11: MUSIC
Welcome to the 11th post in our Journey in Dialog.
One of my favorite musicians is the world-renowned cellist, YO-YO MA. For him, music is dialog. He speaks of his music being communion between himself, his instrument, the scores, and his audience. When you watch him and listen to him, you become engaged with him as he seeks to be engaged with you.
In Krista Tippett’s On Being interview with MA, he refers to Isaac Stern who said that music happens between the notes.
Tippett points out that “YO-YO MA also makes music with a vast range of living artists, from Bobby McFerrin to the Kalahari Bushmen. His ‘Silk Road Project,’ named after the ancient trading route that joined the Mediterranean and the Pacific, knits far-flung contemporary worlds together by way of musical encounter and understanding.”
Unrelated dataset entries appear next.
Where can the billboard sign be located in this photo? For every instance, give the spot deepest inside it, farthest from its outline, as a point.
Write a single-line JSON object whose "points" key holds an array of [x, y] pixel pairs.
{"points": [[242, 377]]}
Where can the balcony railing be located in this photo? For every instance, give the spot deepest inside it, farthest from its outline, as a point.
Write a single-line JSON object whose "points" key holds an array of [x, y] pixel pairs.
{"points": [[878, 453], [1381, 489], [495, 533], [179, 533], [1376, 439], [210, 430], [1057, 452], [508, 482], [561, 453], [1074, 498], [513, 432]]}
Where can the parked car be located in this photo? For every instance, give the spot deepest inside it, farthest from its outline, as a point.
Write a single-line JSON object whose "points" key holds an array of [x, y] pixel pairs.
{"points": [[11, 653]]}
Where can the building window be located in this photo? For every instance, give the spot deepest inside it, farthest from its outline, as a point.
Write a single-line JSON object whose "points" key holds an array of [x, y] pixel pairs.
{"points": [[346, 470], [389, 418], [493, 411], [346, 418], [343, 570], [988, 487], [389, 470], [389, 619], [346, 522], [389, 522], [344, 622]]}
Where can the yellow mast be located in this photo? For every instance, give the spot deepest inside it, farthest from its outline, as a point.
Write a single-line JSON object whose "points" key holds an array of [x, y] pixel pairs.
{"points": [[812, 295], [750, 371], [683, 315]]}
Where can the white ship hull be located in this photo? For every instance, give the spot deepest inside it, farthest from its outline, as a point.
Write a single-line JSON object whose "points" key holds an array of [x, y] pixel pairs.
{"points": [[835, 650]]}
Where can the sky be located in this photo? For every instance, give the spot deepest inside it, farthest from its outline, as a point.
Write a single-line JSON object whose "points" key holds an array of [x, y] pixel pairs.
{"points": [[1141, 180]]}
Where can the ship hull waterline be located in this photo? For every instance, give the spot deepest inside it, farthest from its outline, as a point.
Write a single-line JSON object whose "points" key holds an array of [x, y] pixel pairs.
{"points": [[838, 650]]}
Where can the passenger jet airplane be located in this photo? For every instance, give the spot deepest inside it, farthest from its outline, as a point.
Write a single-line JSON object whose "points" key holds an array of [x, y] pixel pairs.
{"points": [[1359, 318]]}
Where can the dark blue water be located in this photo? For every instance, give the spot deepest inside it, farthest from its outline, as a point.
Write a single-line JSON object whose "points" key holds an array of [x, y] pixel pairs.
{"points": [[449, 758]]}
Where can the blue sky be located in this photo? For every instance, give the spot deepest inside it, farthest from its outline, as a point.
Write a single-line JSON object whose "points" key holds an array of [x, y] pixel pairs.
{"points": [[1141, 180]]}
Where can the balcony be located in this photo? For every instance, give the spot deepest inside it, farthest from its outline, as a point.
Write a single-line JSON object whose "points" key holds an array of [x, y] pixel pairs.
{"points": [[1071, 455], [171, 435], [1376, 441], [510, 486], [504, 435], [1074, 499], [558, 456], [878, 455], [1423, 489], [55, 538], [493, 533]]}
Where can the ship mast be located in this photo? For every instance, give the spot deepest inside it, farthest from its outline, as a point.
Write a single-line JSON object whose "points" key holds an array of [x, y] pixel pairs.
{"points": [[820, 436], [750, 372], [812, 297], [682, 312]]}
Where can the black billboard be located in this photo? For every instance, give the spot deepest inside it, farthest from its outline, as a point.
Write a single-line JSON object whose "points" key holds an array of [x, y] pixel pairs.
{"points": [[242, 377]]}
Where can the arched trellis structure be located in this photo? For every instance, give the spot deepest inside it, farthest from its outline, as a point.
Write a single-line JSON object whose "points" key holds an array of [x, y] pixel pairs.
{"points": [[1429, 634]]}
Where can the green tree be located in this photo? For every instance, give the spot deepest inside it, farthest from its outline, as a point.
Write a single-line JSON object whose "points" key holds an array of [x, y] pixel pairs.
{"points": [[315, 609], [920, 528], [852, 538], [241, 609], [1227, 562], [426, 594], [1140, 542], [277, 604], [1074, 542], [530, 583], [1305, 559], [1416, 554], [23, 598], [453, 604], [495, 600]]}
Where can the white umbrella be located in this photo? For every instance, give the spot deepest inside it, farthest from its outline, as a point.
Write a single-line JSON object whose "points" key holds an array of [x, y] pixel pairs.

MA remembered what happened after 9/11 when orchestras and musicians had to decide whether to do their scheduled performances. They chose to perform as a way of being together. “Because,” added MA, “if you want to make something that’s memorable for somebody else, as well as for yourself — the purpose of playing, of doing live music, is that it’s like a communal witnessing of something.”
Tippett referred to a producer at NPR who observed that when MA performed, she sensed that he radiated joy. MA agreed that he chooses joy. It is like being a priest. “You’re looking for an elevated sense of being in existence — at least, that the music should somehow make us better.”
I can’t read a note of music, but when I listen to MA and feel the passion of his performing, we exchange meaning and our mutual empathies enable non-musical me to engage in dialog with super-musical MA.
In his Marsalis on Music series, Wynton Marsalis and YO-YO MA engage young students at the Tanglewood Music Center with the challenge of practicing. The last of 12 “rules” is “Connection” and the demonstration of Marsalis and MA performing an improvisational rendering of Duke Ellington’s Mood Indigo. I have listened to many renderings of this jazz classic, but this one is a milestone because I could see and hear in the DVD of this performance the “connections” – the non-verbal exchanges between Marsalis and MA as they performed with deep empathy and dialog. They listened to each other, looked at each other, and interpreted each other to bring a fresh meaning of the music to the notes they played.
“Great” musicians engage us in dialog with their music. No matter what our musical experience or competence might be, they bring out something in us that stretches us, inspires us, and moves us to be more than we were. And this from someone who can’t read a note of music.